La prima segnalazione sul rischio incombente di disastro ambientale è stata colta qualche mese fa dal presidente della circoscrizione Gianluca Bottesi, che ha compiuto un sopralluogo con il tecnico del Comune, Emiliano Boschetti. Ha chiarito Bottesi: «Le immondizie escono fuori dai fianchi della discarica, che copre un'area di quasi duecento metri. È evidente che con la pioggia e il vento la fuoriuscita di materiale altamente inquinante continuerà. Ma come facciamo se la Provincia non ci risponde?». Come si ricorderà, risale a dieci anni fa il primo No all'ampliamento di una discarica che raccoglieva i rifiuti indifferenziati di un terzo dell'ammontare complessivo di tutto il Trentino.
La prima svolta era arrivata già nella scorsa consiliatura, quando la Provincia era stata messa alle strette, per scongiurare qualsiasi ipotesi di realizzazione di nuovi scavi, per prolungare l'esistenza di un cratere ormai colmo di immondizia. In totale, al momento ci sarebbero più di due milioni di metri cubi di materiale di scarto comprendendo i tre lotti da quello cosiddetto zero fino al secondo. Per non fare che un esempio, in appena nove anni, dal 1991 al 99, l'immondezzaio ai Lavini arrivava a ingurgitare 188 tonnellate di materiale al giorno, parte del quale di tipo speciale, come quello chimico o metallurgico. Dal dibattito sviluppatosi nel corso della serata, è parso di capire che il problema sia quello di una bonifica o meglio capping compiuto in modo non corretto. Da qui la lenta fuoriuscita di plastiche e nylon, che non soltanto diventano un tappeto di immondizia, ma con il vento vengono trasportati ovunque.

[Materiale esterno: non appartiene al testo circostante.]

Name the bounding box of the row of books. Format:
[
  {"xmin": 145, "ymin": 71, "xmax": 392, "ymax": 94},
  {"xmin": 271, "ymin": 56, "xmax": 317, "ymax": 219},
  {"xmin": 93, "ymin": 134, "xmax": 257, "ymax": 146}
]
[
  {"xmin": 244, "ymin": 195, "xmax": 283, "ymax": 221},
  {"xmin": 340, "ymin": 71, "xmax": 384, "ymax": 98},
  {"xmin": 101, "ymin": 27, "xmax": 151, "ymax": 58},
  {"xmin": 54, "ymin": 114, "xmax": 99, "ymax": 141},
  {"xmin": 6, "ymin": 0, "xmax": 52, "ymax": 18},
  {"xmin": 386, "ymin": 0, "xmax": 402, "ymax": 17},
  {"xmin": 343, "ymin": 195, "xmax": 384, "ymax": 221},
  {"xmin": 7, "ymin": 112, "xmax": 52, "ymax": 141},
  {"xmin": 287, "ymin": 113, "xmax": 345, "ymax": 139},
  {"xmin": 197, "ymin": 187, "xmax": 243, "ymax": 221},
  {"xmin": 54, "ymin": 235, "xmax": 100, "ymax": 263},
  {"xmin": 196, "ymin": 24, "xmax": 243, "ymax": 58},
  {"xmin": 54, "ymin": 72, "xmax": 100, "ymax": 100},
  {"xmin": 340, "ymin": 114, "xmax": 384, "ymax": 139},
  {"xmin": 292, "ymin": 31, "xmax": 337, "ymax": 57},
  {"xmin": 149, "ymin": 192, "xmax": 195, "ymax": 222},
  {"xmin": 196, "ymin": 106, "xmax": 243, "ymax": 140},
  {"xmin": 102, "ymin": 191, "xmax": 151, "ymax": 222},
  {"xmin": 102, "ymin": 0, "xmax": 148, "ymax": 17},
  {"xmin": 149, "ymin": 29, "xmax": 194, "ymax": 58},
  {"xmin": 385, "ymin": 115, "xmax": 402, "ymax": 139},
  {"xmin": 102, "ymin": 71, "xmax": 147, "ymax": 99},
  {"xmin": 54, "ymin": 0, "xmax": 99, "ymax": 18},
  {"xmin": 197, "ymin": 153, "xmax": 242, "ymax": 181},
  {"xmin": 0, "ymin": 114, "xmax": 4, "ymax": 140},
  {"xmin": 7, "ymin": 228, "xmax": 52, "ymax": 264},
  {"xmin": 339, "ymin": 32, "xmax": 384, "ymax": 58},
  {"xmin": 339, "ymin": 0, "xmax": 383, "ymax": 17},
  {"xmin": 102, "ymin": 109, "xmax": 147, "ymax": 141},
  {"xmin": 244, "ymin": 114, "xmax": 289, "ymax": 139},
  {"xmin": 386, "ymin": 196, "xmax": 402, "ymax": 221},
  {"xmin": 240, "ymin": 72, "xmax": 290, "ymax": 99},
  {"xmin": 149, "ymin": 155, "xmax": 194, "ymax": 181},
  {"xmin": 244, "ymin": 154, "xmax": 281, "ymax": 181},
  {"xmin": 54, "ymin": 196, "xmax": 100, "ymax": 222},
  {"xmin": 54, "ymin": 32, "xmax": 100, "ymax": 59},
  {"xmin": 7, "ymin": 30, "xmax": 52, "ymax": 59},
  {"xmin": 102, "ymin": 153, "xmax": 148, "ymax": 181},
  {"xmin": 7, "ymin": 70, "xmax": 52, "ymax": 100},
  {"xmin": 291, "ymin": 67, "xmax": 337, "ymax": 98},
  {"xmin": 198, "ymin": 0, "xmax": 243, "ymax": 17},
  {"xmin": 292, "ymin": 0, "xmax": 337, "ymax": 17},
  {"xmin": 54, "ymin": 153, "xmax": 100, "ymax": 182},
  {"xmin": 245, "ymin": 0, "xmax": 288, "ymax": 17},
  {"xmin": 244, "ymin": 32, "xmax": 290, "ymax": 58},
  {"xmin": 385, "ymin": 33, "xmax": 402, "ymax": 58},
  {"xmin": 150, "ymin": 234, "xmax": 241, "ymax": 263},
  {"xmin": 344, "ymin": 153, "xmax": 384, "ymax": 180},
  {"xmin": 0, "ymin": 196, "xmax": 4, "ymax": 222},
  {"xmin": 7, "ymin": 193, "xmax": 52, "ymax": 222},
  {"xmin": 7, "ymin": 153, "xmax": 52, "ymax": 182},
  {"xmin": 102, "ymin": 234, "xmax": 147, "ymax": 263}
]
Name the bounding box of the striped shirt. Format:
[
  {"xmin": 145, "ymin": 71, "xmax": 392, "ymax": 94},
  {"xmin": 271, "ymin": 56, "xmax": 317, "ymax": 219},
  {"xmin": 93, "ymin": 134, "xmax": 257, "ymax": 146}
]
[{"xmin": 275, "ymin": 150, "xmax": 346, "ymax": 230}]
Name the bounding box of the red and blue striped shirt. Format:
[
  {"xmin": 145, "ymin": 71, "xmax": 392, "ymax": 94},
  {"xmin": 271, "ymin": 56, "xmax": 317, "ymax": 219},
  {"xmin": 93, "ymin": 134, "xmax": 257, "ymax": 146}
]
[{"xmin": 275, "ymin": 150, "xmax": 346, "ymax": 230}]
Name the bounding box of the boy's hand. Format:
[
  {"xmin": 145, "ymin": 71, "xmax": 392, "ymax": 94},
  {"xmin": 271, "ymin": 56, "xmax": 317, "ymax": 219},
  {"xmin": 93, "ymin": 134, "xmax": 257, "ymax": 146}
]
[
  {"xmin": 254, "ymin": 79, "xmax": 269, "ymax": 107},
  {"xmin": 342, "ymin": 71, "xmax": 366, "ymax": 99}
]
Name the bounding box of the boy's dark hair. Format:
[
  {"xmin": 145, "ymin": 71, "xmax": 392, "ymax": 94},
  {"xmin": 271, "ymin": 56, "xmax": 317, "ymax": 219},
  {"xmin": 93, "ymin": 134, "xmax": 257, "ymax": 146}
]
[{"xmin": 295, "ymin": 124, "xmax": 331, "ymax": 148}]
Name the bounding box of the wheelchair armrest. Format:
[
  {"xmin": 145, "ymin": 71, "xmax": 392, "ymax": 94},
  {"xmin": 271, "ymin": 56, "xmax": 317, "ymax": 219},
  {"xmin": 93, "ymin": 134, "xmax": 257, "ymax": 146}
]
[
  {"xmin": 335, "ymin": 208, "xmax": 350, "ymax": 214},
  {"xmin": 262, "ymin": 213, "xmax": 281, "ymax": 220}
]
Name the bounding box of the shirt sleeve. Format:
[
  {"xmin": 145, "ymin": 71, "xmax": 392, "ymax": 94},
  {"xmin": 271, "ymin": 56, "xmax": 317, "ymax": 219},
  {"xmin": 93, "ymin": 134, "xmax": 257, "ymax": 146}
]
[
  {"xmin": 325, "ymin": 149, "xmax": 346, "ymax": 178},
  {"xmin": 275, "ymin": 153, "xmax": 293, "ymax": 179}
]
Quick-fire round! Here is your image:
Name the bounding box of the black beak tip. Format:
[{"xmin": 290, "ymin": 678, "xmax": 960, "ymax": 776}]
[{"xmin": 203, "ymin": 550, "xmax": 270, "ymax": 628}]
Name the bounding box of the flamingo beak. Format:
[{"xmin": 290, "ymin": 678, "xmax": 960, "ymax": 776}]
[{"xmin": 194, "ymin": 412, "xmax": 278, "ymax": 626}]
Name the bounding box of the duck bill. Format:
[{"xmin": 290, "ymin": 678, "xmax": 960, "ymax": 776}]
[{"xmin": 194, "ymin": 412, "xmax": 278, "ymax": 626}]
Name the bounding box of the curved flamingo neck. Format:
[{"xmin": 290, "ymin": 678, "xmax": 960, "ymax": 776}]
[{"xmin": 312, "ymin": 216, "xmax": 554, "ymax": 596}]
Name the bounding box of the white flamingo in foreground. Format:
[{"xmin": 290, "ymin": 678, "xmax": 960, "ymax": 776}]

«La questione è complessa - ha continuato l'assessore - per un verso bisogna rifare il cosiddetto capping. Una tecnica di copertura di questa collina di rifiuti che andrebbe completata in modo da coprire i fianchi fino in profondità, come è stato fatto nella zona del lungo Leno. Per un altro, la difficoltà maggiore è quella di recuperare i micro-rifiuti che più facilmente si spargono lontano, inquinando molto di più».